Saturday 14 December 2013

An Open Letter to my so-called 'Buyer'.

Dear Sir,


Almost a month ago now you made an offer for our house in Abingdon Road, London W8.

It was a good offer, £2.2m in cash. You also agreed to exchange contracts within 5 working days of the papers being in order.

You did all the right things. A good firm of solicitors was appointed. You quickly nominated an overseas company to make the acquisition. And you were happy for our agent to talk to your Finance Director and confirm your company's status and intent.

The necessary papers were all quickly collated. Questions answered. Queries sorted.

The solicitors were ready to exchange. All they needed was you and your deposit money.

At this stage, even the profoundly cynical, like myself, might have believed things were on track for a successful and speedy conclusion.

Then you disappeared. Went off the radar. Didn't answer emails. Or phone calls.

Apparently you were in 'the States' for Thanksgiving. Couldn't be contacted.

That's strange. After all, you have offices in four countries and according to your website conduct offshore investments on behalf of international investors.

You should therefore, by now, have mastered the art of picking up a phone or tapping out an email. But seemingly not. You apparently have to be physically present in the London office to conduct business in London.

These days the euphemism for a delaying tactic is not "it's in the post", it's "he's travelling." And you have used this relentlessly.

Yesterday, for example, our agents received an email from you (finally) saying that you had "arrived from the US at 1pm and would be flying to Dublin at 9am in the morning". It's nice of you to keep us posted on your itinerary, but honestly don't bother. It's not remotely impressive or in any way an excuse.

(Just in case you were wondering, I'm travelling to Clapham for lunch today and will be heading to Mells in Somerset and then Bristol tomorrow morning.)

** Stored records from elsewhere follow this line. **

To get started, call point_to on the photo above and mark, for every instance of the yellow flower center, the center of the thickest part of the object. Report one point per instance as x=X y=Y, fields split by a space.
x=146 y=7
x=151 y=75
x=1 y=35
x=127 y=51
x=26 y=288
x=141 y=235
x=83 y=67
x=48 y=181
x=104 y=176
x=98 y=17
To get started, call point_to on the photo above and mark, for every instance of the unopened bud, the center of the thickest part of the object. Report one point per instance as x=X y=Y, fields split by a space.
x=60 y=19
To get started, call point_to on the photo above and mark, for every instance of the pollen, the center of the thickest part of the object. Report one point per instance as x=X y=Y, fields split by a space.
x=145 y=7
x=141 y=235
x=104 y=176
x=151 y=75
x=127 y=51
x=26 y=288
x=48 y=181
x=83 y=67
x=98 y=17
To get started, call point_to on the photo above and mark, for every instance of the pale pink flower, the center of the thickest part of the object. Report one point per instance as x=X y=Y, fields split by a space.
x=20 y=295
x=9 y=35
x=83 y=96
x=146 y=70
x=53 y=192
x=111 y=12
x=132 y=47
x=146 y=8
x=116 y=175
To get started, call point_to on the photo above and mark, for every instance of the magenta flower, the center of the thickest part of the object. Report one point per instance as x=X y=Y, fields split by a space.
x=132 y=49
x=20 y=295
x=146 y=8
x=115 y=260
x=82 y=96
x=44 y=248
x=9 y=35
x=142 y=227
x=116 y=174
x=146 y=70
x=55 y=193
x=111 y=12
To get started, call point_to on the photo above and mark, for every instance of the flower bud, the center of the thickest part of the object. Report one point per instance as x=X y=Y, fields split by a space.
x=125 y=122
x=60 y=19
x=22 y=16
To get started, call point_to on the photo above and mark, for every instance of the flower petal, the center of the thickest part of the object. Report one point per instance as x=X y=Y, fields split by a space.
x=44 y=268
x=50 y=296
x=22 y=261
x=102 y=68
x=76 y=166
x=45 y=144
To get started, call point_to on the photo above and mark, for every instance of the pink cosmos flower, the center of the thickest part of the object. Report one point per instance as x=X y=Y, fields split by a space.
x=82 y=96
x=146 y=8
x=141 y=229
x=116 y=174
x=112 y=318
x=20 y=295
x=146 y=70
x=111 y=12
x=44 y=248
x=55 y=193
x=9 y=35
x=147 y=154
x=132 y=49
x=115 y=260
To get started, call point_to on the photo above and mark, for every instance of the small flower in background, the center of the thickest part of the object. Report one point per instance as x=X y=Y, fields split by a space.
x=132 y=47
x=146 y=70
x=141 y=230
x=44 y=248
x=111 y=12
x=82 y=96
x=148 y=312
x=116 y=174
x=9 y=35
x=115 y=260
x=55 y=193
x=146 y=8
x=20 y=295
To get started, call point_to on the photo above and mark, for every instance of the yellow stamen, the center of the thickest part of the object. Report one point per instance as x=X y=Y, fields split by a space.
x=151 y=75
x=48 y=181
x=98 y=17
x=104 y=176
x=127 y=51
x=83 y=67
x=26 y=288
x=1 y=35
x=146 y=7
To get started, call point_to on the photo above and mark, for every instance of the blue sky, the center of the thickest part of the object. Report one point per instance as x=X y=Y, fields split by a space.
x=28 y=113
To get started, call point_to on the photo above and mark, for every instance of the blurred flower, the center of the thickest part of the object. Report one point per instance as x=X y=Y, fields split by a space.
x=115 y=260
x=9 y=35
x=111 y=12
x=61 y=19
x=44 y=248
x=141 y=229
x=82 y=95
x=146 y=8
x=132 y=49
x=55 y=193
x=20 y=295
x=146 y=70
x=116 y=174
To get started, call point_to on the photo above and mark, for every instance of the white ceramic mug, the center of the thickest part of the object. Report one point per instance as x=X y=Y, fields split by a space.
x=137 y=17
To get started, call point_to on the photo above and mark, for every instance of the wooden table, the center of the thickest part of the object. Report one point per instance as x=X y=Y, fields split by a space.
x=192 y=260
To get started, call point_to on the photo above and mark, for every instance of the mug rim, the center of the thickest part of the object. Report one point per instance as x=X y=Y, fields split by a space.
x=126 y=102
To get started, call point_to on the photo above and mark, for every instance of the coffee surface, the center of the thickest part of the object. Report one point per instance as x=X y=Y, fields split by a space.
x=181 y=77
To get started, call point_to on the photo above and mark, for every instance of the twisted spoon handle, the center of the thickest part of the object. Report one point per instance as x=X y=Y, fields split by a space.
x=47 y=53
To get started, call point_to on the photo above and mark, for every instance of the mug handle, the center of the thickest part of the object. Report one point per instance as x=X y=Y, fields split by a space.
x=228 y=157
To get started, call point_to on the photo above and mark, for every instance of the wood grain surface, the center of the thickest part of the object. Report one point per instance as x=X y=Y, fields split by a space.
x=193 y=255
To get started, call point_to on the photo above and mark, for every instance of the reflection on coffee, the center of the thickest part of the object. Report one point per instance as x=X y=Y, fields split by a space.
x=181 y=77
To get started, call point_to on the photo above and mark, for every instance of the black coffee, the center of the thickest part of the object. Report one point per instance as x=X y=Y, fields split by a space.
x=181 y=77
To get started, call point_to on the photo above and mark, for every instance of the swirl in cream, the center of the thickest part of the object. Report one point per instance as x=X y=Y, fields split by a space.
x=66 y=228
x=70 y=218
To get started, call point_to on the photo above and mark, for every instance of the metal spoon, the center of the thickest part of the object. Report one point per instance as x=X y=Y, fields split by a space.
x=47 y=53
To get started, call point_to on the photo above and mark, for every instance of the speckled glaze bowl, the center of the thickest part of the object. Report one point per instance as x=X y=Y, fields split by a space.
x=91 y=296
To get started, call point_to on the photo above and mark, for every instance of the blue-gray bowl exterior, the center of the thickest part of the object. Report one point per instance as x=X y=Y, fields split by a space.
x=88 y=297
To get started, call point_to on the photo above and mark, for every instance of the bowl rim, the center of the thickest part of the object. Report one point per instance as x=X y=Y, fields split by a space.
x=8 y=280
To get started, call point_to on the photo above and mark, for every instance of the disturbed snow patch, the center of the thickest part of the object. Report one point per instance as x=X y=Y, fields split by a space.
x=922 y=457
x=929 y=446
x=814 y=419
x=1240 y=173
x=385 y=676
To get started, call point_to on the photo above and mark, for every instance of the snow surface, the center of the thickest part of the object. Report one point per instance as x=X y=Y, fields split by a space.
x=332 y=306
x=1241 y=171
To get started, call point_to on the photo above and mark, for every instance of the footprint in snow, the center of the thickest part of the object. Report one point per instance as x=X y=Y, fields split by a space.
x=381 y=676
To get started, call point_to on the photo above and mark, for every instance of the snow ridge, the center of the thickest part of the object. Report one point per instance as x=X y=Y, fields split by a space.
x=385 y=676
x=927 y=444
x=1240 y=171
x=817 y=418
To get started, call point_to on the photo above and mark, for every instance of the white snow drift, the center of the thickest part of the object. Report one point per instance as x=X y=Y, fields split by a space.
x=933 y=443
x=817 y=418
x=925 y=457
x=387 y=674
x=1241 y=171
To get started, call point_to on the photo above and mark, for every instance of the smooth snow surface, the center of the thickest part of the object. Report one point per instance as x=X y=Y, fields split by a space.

Your cash offer also seems to have morphed into a much less desirable deal requiring Lloyds Bank funding. This was casually dropped into a your recent email with hardly a comment, yet it's a fundamental change.

We aren't interested in your travel schedule, your financial arrangements or your internal approval systems. We are interested however in the fact that you have wasted my time, our agent's time, the time of two solicitors and caused all of us enormous frustration.

You are at the very least disingenuous, possibly a fantasist, but mostly just an arrogant bastard.

Your company is named after a famous cigarette brand (sadly not Marlboro, because the cowboy connection would be most appropriate). But dealing with you is far more dangerous to one's health than a few fags.

You had a chance to acquire a very rare, unmodernised W8 terraced house in a rising market. You messed up, and and we will now redevelop the property ourselves. Which is a shame for your clients.

We don't need to deal with rude, insincere buyers like yourself. And won't.

Yours faithfully

The Doer-Upper.





Friday 6 December 2013

Under Offer shouldn't mean Under Consideration.


So far one of our properties has gone 'under offer' three times and still there's no sale.

It seems that some property buyers make offers the way politicians make promises. Without any idea whether they can or even want to make good their offer/promise.

I do understand, of course, that there will always be good reasons for house sales to fall through. But all too often it seems that making an offer is little more than a ploy.

A gambit designed to buy the buyer more time to consider the property.

There should in my view be a price to pay for messing with sellers in this way.

And the simplest price would be an offer deposit, only repayable if a survey, search or legal enquiry throws up a genuine and significant issue.

Of course, sellers can insist on this now. It's not unknown. But according to my solicitor it can take two weeks and a fair few hours of a lawyer's expensive time to concoct one of these agreements.

That is typical legal world self-interested bullshit. There should be a standard agreement that can be signed the same day as the offer.

This might stop some of the ludicrous 'about-turns' from buyers that I've experienced over the past year.

In one case, for example, the buyer decided that the lack of a bath (it has a shower, in case you're wondering) was sufficient reason to back out. Two weeks after agreeing an offer!

This absurd time and money wasting behaviour is not only frustrating, it borders on deliberate dishonesty.

Currently our 'wreck' in W8 is under offer for the third time. The 'buyer' agreed a five day exchange, briefed a solicitor, made all sort of reassuring noises (it's a company) and then......disappeared for two weeks. The decision makers are apparently in the US. But this is a blatant lie as we know that the person concerned arrived back in London earlier this week.

Whether we sell it isn't actually critical to me. I'm more than happy to redevelop the property myself.

I'd just like to know one way or the other.

So, I've decided to put something else under consideration.

Naming and shaming the sham buyers I come across.